Linda Suchá (born 28 September 2001) is a Czech triple jumper and long jumper. She won the triple jump at the Czech Athletics Championships in 2025 and the silver medal in the triple jump at the 2025 Summer World University Games.

==Life==
Linda Suchá was born on 28 September 2001 in Plzeň. She studied teaching at the University of West Bohemia.

==Career==
She is a member of Škoda Plzeň athletics club in Plzeň. She won both the triple jump and long jump at the Czech Junior
Championships in September 2020 in Vítkovice. She qualified for the final and placed seventh overall in the triple jump at the 2023 European Athletics U23 Championships in Espoo, Finland.

In January 2025, she won the women's triple jump at the Otrokovice Jump 2025, part of the World Athletics Indoor Tour Challenger, clinching victory with a jump of 13.71m, an indoor best. In March 2025, she competed in the triple jump at the 2025 European Athletics Indoor Championships in Apeldoorn, Netherlands, her senior major championship debut. She competed in the Czech team at the 2025 European Athletics Team Championships First Division in Madrid, Spain, placing sixth overall in the triple jump.

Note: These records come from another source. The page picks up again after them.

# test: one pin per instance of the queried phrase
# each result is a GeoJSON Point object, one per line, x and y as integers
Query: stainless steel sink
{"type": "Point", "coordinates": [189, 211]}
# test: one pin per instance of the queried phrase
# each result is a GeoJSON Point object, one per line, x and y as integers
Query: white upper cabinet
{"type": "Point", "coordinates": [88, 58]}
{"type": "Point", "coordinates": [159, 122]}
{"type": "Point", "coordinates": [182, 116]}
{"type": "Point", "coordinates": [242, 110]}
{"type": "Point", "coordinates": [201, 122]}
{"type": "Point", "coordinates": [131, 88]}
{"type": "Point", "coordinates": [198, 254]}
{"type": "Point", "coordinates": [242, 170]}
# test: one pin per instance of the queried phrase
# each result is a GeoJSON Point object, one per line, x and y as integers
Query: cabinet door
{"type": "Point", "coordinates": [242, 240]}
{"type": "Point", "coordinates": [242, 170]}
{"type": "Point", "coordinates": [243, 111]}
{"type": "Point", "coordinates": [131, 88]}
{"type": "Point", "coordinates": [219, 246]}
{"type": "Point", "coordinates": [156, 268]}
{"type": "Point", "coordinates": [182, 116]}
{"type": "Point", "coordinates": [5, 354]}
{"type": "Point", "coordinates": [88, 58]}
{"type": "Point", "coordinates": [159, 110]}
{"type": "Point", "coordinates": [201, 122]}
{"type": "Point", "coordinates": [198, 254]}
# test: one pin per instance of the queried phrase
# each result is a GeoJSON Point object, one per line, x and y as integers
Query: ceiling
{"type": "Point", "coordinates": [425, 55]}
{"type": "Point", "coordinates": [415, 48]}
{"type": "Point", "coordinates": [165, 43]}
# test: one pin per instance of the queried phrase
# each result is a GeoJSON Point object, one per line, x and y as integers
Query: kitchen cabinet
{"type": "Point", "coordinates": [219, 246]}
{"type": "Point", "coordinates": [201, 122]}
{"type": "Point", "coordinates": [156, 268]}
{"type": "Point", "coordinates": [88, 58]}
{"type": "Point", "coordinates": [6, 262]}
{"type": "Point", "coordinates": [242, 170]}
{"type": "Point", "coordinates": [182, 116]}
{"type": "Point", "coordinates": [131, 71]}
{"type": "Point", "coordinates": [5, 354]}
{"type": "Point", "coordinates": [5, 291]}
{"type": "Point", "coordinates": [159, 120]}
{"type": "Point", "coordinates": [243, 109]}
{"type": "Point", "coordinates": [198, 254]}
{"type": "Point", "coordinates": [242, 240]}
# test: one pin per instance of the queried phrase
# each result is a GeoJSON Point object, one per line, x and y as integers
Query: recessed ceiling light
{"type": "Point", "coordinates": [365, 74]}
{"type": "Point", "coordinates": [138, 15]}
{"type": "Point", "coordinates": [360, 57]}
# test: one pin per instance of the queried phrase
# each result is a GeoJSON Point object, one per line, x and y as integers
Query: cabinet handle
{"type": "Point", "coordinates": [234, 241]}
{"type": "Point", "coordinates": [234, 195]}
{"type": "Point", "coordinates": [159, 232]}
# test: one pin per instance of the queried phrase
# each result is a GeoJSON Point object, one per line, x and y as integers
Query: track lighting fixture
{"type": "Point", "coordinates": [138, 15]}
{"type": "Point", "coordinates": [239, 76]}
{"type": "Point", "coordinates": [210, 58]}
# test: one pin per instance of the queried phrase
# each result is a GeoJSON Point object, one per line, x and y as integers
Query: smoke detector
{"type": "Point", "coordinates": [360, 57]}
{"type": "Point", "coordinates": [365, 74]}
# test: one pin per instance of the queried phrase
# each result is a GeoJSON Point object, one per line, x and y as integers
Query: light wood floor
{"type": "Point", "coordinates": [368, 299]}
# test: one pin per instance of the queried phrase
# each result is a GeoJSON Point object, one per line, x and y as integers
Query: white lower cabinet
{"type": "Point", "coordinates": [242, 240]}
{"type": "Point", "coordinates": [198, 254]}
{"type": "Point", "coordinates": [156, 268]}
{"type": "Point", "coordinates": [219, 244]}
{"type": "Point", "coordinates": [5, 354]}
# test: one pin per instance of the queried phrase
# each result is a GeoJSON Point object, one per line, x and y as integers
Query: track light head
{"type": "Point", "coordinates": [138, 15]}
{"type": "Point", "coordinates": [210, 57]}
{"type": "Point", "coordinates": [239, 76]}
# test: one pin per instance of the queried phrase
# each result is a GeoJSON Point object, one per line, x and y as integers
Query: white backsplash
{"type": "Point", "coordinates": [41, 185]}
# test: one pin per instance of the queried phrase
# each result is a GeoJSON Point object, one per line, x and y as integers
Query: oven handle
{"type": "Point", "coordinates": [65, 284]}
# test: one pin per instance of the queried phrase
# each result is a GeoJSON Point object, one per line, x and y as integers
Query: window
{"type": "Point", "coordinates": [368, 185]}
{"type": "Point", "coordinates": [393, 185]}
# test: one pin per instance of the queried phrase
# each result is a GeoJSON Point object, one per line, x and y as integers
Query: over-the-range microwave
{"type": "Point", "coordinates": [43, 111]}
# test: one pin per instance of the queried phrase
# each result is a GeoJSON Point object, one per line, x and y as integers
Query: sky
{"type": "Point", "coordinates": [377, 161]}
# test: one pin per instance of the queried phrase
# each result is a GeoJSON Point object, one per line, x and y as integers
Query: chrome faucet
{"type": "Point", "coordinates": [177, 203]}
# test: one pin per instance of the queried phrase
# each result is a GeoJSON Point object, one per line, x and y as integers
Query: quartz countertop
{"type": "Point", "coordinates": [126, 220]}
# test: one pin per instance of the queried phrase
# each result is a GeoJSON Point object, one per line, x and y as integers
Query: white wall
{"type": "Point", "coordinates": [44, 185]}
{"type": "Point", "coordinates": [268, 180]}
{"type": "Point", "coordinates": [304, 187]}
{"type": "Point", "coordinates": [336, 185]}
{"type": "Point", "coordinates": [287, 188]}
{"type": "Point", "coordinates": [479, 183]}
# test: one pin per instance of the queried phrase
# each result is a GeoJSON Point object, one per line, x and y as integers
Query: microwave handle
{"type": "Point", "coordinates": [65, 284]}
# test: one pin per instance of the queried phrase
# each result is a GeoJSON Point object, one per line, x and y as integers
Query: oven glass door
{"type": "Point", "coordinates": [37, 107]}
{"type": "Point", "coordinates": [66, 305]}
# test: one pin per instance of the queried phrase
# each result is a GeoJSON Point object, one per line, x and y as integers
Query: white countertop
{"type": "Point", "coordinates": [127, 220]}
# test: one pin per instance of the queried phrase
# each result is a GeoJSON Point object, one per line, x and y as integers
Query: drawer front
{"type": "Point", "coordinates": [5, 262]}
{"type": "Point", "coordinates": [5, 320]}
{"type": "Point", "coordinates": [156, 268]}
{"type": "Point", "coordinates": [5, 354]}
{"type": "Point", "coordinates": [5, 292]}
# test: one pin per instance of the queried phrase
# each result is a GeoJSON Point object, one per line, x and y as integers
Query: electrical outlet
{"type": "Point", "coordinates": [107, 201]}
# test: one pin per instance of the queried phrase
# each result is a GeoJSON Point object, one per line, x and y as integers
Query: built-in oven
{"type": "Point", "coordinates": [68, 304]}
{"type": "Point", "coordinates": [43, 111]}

She won the silver medal in the triple jump at the 2025 Summer World University Games in Bochum, Germany, in July 2025 finishing behind Sharifa Davronova. She set a new personal best of 14.03 metres the following month as she won the Czech Athletics Championships. She competed at the 2025 World Athletics Championships in Tokyo, Japan, jumping 13.72 metres without advancing to the final.

Suchá won both the long jump and the triple jump at the 2026 Czech Indoor Athletics Championships in Ostrava. In August 2026, she competed at the 2026 European Athletics Championships in Birmingham, England.